Les racines du situationnisme sont
étroitement liées au Lettrisme. Si l?on critique l'engagement
trop extrémiste des situationnistes, il faut se rappeler que Guy
Debord ne vient pas d?un substrat politique gauchiste ou Léniniste.
C'est en artiste qu'il a fondé le situationnisme, et non en politicien.
Sa prose, son écriture stylistique font transparaître l'écrivain
poète, un homme qui désirait faire de la poésie sans
poème, il vivait dans la poésie de l'action.
En 1951 il rencontre Isidore Isou
(fondateur du lettrisme 1945), lors du 4eme festival de Cannes, admiratif
de son premier film (Traité de bave et d?éternité),
il décide de joindre le mouvement lettriste. Le lettrisme
est né en réponse au contrôle poussif de Breton sur
le surréalisme jugé trop dirigiste par certain artiste. Il
participe aux activités du groupe et réalise un film dans
la lignée du mouvement lettriste : Hurlements en faveur de Sade,
une alternance d'écrans blancs et noirs sur lesquels sont superposés
des dialogues. La projection du film crée un scandale que
Debord s'empressa d'aviver, recherchant l'attention du public.

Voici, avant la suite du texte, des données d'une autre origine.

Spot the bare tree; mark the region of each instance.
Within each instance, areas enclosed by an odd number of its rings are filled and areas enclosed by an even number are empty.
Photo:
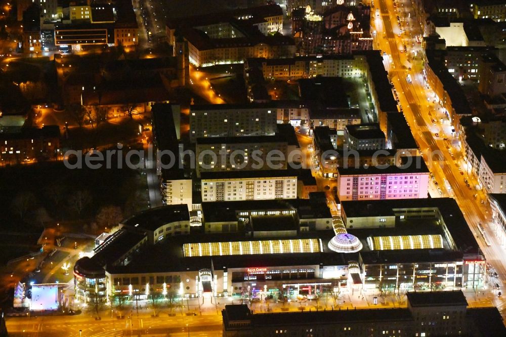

Isou
désavoue la position trop radicale et l'attitude révolutionnaire
de Debord, amorçant ainsi une séparation officielle.

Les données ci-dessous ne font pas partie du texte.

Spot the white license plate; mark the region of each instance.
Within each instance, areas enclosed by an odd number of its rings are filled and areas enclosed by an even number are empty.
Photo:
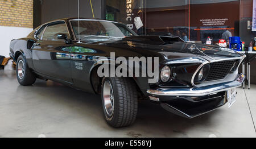
[[[229,105],[229,108],[233,104],[236,102],[236,96],[237,95],[237,92],[236,88],[232,88],[229,89],[226,92],[226,97],[228,98],[228,104]]]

Debord, heureux de se débarrasser du messianisme d'Isou, fonde l'international
lettriste, recrutant ses membres parmi la jeunesse rebelle, écumant
les bars de Saint Germain des prés, griffonnant sur les murs de
la rive gauche : « L'éther est en vente libre »,
« Ne travaillez jamais », « Laissez nous vivre »,
slogans précurseurs de la révolte étudiante de mai
1968. En dehors de ces amusement, les lettristes inaugurent la revue
Potlatch,
basée sur une critique de l'actualité internationale.

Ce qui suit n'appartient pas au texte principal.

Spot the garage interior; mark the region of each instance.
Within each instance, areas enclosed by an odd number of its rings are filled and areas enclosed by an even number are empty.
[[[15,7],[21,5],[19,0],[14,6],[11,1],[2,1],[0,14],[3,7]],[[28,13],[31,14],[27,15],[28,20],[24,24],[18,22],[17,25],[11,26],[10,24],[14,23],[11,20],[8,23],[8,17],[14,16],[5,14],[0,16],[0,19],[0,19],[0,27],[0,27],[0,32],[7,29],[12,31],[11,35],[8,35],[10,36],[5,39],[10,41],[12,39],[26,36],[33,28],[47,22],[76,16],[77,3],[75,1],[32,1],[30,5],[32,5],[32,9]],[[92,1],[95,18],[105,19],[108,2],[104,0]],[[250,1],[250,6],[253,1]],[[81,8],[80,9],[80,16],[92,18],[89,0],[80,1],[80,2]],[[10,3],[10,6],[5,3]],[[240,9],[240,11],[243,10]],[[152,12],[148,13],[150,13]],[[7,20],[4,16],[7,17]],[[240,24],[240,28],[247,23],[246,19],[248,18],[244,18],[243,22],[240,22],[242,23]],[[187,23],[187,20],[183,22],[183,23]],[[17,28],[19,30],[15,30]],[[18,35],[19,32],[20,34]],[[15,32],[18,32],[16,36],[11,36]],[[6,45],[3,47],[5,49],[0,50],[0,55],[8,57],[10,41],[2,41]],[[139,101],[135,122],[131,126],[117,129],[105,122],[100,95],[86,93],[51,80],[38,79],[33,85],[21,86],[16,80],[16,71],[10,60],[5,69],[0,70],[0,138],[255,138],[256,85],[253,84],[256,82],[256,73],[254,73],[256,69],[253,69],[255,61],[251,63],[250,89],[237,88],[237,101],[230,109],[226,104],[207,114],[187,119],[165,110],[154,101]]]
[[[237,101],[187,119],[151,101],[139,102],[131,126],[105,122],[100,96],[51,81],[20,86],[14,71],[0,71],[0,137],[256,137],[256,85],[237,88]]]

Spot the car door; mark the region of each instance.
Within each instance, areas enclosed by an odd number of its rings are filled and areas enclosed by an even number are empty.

Les lettristes prennent part à
différentes manifestations auprès des surréalistes
: Les deux groupes dénoncent la commémoration du centenaire
de Rimbaud en 1954, dénoncent le retour et la politique du général
De Gaulle en Algérie, dénonce une politique utilisant la
bombe atomique comme pilier de soutient. Des dissensions existent
entre les deux groupes : Les surréalistes reprochent aux jeunes
lettristes le parfum marxiste de leurs slogans, mais dans bien des cas
ils font front commun. Debord collabore à la revue belge Lèvres
nues, revue d'inspiration surréaliste ou il publie avec Wolmam un
mode d'emploi du détournement.
Les lettristes s'associent aussi aux
thèses antifonctionnalistes d'Asger Jorn fondateur de COBRA
(COpenhague, BRuxelles et Amsterdam), mouvement d?avant-garde artistique
et du MIBI (Mouvement International Bahaus Imaginiste) réfutant
la pédagogie idéologiquement favorable au fonctionnalisme
(prôner par Le Corbusier) et au caractère trop abstrait du
Neo-Bahaus (Bahaus de Gropuis). Asger Jorn publiera plusieurs textes
dans la revue Potlatch et apposera sa signature au coté de Debord
et Wolman lors de la rédaction de certain tract soutenant les actions
de l'international lettriste. En 1957, l'International lettriste
se fuse avec le Bahaus Imaginiste de Jorn et le comité psychogéographique
de Londres pour créer l'Internationale Situationniste.
Guy Debord définit les grandes lignes de la tendance situationniste
et sera le directeur de la revue Internationale situationniste.